# Proxy Server setting via Group Policy



## wishyboy (Jul 26, 2007)

Hi all

We have just installed Websense Software for Internet Filtering. We now want to point all our 250+ PCs to the Proxy Server. Rather than doing this individually on each PC, I understand this can be done via Group Policy (GP). I have identified that in the UserConfig, under Windows Settings\Internet Explorer Maintenance\connection you can select Proxy Settings. Here I enable Proxy, set the Proxy IP and to use the same proxy for all addresses.
On saving and assigning the GPO to the workstation, it fails to apply the settings. However, if you manually set the options under the Tools\Connections Tab within IE6 it works fine.

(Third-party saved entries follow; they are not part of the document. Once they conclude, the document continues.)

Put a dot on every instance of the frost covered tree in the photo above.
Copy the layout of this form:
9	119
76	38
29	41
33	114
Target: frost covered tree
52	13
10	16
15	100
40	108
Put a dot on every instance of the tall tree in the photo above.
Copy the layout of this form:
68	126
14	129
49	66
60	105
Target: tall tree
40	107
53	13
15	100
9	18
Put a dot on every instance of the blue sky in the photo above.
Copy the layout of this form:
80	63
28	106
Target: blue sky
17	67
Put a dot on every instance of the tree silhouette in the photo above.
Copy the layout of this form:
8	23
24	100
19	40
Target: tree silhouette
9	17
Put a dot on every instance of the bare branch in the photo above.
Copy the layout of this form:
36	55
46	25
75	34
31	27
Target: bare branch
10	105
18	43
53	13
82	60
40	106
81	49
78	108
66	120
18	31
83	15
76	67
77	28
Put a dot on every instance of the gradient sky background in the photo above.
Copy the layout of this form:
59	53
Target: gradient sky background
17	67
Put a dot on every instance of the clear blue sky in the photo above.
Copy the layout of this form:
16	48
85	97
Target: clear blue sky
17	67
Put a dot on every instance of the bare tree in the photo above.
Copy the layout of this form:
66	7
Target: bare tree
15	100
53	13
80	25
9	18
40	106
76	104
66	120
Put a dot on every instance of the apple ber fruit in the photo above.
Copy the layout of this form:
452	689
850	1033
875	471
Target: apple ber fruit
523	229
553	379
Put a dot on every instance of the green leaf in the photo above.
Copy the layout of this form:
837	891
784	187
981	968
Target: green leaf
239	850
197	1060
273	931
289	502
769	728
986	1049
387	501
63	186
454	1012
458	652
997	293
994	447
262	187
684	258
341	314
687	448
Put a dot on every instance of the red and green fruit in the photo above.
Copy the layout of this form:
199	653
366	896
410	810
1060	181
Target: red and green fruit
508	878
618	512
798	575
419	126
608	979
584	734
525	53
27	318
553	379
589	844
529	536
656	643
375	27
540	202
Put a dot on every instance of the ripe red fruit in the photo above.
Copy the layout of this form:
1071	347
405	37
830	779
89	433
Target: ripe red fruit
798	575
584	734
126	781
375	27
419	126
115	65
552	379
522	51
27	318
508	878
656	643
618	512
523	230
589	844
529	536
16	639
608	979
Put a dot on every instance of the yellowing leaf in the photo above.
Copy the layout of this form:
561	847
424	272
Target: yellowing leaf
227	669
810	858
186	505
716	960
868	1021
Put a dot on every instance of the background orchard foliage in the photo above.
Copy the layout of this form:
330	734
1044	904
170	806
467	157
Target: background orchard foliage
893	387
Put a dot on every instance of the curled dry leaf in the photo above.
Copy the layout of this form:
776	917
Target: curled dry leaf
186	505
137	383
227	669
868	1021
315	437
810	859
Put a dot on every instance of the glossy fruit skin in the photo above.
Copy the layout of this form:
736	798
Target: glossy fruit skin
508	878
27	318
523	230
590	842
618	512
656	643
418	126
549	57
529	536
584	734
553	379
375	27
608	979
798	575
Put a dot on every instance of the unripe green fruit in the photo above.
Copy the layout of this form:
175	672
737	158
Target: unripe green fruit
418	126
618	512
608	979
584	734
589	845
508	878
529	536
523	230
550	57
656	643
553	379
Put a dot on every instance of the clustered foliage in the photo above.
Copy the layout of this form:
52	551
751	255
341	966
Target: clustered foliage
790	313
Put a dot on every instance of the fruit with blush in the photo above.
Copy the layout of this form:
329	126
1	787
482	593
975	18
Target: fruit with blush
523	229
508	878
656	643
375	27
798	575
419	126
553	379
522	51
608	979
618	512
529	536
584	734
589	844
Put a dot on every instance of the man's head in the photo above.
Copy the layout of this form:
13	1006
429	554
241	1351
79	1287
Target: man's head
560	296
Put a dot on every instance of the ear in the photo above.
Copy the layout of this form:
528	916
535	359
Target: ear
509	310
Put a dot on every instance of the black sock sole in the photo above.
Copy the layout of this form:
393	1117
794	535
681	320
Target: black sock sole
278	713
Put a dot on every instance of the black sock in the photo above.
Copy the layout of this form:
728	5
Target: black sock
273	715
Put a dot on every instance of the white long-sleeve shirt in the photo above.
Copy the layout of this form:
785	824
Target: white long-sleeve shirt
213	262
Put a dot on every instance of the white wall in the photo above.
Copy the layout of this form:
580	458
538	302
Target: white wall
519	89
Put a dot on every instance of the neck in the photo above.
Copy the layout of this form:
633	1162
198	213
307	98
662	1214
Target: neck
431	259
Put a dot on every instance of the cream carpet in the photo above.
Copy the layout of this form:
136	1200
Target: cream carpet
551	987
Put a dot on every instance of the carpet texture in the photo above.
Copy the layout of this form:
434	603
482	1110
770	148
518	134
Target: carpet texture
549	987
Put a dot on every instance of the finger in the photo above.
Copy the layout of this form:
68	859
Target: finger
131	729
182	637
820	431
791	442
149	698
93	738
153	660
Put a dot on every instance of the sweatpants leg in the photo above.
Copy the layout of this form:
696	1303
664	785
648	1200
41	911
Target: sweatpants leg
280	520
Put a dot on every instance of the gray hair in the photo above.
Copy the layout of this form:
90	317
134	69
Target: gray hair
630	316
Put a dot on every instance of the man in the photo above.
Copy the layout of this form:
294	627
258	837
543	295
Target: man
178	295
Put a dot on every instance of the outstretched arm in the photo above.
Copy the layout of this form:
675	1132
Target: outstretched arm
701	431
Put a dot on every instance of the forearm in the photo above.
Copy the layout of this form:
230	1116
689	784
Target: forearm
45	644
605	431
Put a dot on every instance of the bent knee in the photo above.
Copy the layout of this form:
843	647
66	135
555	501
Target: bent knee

We are running Server 2003 with XP Workstaions (Sp2) with IE6. All fully patched.

Anyone got any ideas!!!!!

Dave:


----------



## BigDaddy13 (Sep 5, 2007)

You can make that change in your default domain policy
under the user configuration. 
It should work withou applying it to workstations.
Since you are making the change apply to users....no workstations
are needed to be specified.


----------



## wishyboy (Jul 26, 2007)

Hi BigDaddy13

Thanks for the reply. I have tried this and all works great. Saved me loads of time and work.

I was trying to set it at the Workstation OU but for some reason, this never worked, even though I was making the same settings.

Anyway, jobs a good'n.

Thanks for your assistance


----------



## Dubl D (Aug 14, 2008)

Does anybody have an idea how to set the same GPO for Firefox?


----------